Susan Swedo, MD on Autoantibody Biomarkers for Basal Ganglia Encephalitis

Susan Swedo, MD on new research on Autoantibody Biomarkers for Basal Ganglia Encephalitis for PANDAS and SC

Autoantibody Biomarkers for Basal Ganglia Encephalitis in Sydenham Chorea and Pediatric Autoimmune Neuropsychiatric Disorder Associated With Streptococcal Infections

Autoantibody Biomarkers pANS PANDAS Sydenham ChoreaThe research article states that “movement, behavioral, and neuropsychiatric disorders in children have been linked to infections and a group of anti-neuronal autoantibodies, implying dopamine receptor-mediated encephalitis within the basal ganglia.”

The goal of the study “was to determine if anti-neuronal biomarkers, when used as a group, confirmed the acute disease in Sydenham chorea (SC) and pediatric autoimmune neuropsychiatric disorder associated with streptococcal infections (PANDAS).” 

Dr. Swedo briefly explains the importance of this research and its results. 

The Frontiers article is an important replication and extension of previous work by Dr. Madeleine Cunningham and her colleagues. The investigation reports results of assays done on samples obtained from 60 PANDAS patients, 8 children with Sydenham chorea, and 2 “control” groups — children with other psychiatric/neurologic disorders (25 with OCD, 18 with attention deficit hyperactivity disorder (ADHD) and 18 with Tourette disorder), and 28 healthy controls. 

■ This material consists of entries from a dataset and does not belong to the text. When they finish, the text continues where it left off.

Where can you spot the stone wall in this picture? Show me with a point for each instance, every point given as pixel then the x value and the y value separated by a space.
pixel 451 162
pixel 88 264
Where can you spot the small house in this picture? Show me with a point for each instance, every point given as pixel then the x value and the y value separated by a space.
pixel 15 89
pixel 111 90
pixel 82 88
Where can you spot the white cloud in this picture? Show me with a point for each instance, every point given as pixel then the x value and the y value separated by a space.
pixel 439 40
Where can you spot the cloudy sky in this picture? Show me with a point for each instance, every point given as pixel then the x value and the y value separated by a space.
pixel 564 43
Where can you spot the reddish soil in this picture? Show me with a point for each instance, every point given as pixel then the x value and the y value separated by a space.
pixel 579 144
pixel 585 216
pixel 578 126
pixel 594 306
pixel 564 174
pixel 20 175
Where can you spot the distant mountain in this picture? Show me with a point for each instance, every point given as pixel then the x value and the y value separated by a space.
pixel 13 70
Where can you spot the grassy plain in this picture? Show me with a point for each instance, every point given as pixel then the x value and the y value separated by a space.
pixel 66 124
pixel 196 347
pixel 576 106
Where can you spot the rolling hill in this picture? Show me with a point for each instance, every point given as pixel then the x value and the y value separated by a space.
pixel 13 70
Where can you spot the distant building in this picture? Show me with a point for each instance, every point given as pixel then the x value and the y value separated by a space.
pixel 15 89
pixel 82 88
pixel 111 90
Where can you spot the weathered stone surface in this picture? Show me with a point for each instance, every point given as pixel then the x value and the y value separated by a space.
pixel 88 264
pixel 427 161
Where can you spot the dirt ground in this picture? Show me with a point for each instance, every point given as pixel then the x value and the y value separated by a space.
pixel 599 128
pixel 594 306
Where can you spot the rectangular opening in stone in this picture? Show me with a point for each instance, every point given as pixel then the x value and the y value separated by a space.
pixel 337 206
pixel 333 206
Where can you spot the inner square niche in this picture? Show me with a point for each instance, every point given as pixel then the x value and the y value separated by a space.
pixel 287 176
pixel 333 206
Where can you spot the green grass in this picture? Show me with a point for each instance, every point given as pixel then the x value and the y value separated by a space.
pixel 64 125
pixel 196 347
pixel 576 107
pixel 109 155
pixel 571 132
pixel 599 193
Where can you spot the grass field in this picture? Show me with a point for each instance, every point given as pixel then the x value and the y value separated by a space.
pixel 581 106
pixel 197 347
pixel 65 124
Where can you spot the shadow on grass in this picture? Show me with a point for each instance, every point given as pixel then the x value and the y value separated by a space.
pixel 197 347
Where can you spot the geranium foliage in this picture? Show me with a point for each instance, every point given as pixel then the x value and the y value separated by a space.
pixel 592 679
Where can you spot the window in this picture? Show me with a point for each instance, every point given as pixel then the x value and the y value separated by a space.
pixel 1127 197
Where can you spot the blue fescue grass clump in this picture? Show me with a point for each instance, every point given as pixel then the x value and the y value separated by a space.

Using direct enzyme-linked immunosorbent assay (ELISA) techniques, the investigators found that serum samples from PANDAS patients contained antibodies similar to those found in samples from children with Sydenham chorea; in both groups, antibodies were present that reacted against human antigens: tubulin, lysoganglioside Gm1, and dopamine receptors D1 and D2. These auto-antibodies were not found in comparable levels in samples obtained from the psychiatric contrast groups or healthy controls. 

Importantly, titers of the auto-antibodies were lower following treatment/recovery from Sydenham chorea or PANDAS than during the acute phase of the illness. Changes were also seen in the activity of the calcium/calmodulin-dependent protein kinase II (CaMKII) pathway during the course of illness. 

Taken together, these findings provide support for a pathologic (disease-producing) role of the antibodies and thus confirm important aspects of the hypothesized disease mechanism of PANDAS and Sydenham chorea.  

PANS PANDAS Sydenham Chorea Etiology

Slide Courtesy of Susan Swedo, MD

Note: Although these findings provide some scientific support for the utility of the “Cunningham panel” (Moleculera Labs), the results of this investigation came from Dr. Cunningham’s research lab at the University of Oklahoma (a separate entity). Thus, the results are not a direct endorsement of the Cunningham panel’s clinical utility or other commercially available tests.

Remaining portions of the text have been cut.